Administration Policy on ICHEIC

U.S. Administrations consistently endorsed ICHEIC as an important and unprecedented mechanism to provide support and compensation to individuals whose insurance claims were believed unlikely to have been satisfactorily resolved through existing legal channels. The Clinton Administration sought to secure funding for ICHEIC and its claims process as part of the broader compensation agreements it negotiated with the German, Austrian, and French governments in the late 1990s. In exchange for financial commitments made to ICHEIC by German and Austrian companies by way of these agreements, the Clinton Administration agreed to endorse ICHEIC as the exclusive mechanism for resolving unpaid Holocaust-era insurance claims.

The Administration also sought to grant participating German companies so-called legal peace from further action against them in U.S. courts by committing to file statements of interest encouraging dismissal of any future legal action against German companies in the United States.17 This commitment appears to have effectively impeded subsequent legal challenges or the development of alternatives to ICHEIC. Most significantly, in 2003, the U.S. Supreme Court struck down legislation in California that would have imposed additional reporting requirements on European insurers. In American Insurance Association v. Garamendi,18 the Court ruled that the California law ran counter to the U.S. commitment to ICHEIC as enshrined in the executive agreements with European governments.

Key Points of Contention

Despite receiving the support of U.S. Administrations, ICHEIC was broadly criticized, including by Members of Congress. Critics put forward the following charges: ICHEIC's administrative and claims processes suffered from a lack of transparency and oversight; ICHEIC often did not meet its commitment to apply relaxed standards of proof in assessing claims; and ICHEIC and participating insurance companies did not make comprehensive policyholder lists available to the public.19 Since ICHEIC's closure, critics have emphasized that the roughly $306 million made available to Holocaust survivors and their heirs falls far short of their estimates of the total value of unpaid Holocaust-era insurance policies, which range from $17 billion to $200 billion.20 ICHEIC proponents have responded that ICHEIC administered a claims-based process, giving all claims fair consideration. They argue, for example, that the total amount ICHEIC paid falling short of some estimates of the value of unpaid policies suggests a lack of claimants rather than a flawed claims process.

Policy Valuation

A central critique of the ICHEIC process is that it paid out a relatively low proportion of the value of the insurance assets in question. In the 110th Congress, one House bill on the issue (H.R. 1746, 110th Congress) would have included a finding that "(12) Experts estimate that the value in 2006 of unpaid life, annuity, endowment, and dowry insurance theft from European Jewry from the Holocaust and its aftermath ranges between $17,000,000,000 and $200,000,000,000."

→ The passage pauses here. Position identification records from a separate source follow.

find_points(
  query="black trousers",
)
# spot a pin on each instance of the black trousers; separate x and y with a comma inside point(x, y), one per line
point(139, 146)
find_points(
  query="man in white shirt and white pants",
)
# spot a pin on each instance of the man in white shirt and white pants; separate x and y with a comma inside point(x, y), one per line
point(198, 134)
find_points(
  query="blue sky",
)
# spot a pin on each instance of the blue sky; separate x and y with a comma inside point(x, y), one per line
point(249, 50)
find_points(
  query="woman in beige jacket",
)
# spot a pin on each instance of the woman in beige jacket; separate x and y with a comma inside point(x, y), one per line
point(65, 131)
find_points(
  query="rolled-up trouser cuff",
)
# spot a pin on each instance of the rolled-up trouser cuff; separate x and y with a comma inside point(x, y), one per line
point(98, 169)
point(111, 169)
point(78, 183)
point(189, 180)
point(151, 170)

The estimates referenced, $17 billion to $200 billion, generally came from critics of the ICHEIC process and advocates for Jewish survivors and their heirs.21 The insurance companies involved have produced estimates that are significantly less, in the range of $2 billion to $3 billion. ICHEIC itself commissioned a task force led by Glenn Pomeroy (then insurance commissioner of North Dakota) and Philippe Ferras (then executive vice-president of AXA Insurance) to assess the value of Holocaust-era insurance markets.22 The Pomeroy-Ferras Report, as it is usually known, lays out in great detail various facts and assumptions around the issue of valuation, including ranges of estimates for each country in the home currency. It does not itself give a current-day number for the value of all unpaid claims, although it would be possible to calculate such a value using the ICHEIC valuation calculations applied to individual claims (these guidelines are discussed below).

Despite the seemingly wide range of estimates—between $2 billion and $200 billion—the basic method for the competing calculations is largely the same—estimate the total amount of insurance held by Jews in the relevant parts of Europe prior to World War II, subtract the amounts that have been previously paid on these policies, and adjust this amount for the intervening decades. Although the figures for total insurance amounts and the approximate Jewish population are generally accepted, the figures used in most other steps of the calculation are often disputed. These include the specific propensity for the Jewish population to purchase insurance and the method used to value assets denominated in historical foreign currencies from the 1930s in current U.S. dollars. Unfortunately, there is often little objective evidence upon which to base the choice of what figure to use.

Perhaps the single factor that can have the widest impact on the range of estimates is the method used to translate the values of insurance policies from the 1930s denominated in European currencies to current-day U.S. dollars.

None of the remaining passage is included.